Tom Ewing’s Top 100 Singles Of The 90s

It was raining, and I’d just been dumped – good time to get into the Palace Brothers, I reckoned. “Come In”, An Arrow’s lead track, did the business: a minor miracle of economy and despair. A mess of low graveyard strings, lachrymose and ghostly steel guitar, regretful brushed drumming and Will Oldham’s measured, mannered voice, somehow pulling itself together into a song. Oldham takes it mostly numb and blackhearted, faltering only sometimes and breaking never: it’s one of his best and gloomiest vocals, the relatively structured music stopping him just wandering off down some archaic verbal cul-de-sac.

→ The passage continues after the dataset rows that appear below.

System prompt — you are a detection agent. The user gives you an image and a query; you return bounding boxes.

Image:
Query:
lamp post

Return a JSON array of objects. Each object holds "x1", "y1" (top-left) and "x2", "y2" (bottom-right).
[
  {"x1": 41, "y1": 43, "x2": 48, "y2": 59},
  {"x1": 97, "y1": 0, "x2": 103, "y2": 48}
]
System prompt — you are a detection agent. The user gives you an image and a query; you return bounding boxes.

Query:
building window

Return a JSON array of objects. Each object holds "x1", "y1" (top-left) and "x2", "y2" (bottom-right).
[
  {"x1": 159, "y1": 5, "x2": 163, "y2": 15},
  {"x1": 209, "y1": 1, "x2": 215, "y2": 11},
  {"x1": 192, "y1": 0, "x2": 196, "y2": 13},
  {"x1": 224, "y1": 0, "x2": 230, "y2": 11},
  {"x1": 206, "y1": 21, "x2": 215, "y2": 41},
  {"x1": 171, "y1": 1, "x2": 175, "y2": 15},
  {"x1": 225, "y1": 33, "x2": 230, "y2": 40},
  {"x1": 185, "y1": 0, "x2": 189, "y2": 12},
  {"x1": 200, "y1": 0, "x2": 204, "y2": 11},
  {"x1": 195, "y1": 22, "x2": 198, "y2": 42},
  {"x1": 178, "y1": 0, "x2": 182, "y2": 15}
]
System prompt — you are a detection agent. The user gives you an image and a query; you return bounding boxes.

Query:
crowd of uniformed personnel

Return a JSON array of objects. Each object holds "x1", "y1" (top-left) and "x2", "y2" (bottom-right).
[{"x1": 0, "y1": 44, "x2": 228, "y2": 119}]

Oldham breaks through the authenticity barrier which prevents full-on enjoyment of most by playing the deliberate weirdo: an over-educated innovator with a hillbilly voice and a penchant for language so fastidious and elemental it’s almost Biblical. Even when his records are just irritating workings-out of this schtick, his intelligence demands respect. “Come In” was the start of a winning streak for him, some increasingly excellent records culminating in his scarifying backwoods drum-machine masterpiece Arise, Therefore. It’s maybe my favourite Oldham song, in fact, and mostly for the music and the memories. The way its deep swell of gloom finally breaks into a brief piano melody, dignified but hopeless; the way it gave me a workable map of heartbreak at a time when direction was a scarce commodity. You needn’t agree, but then again, you might.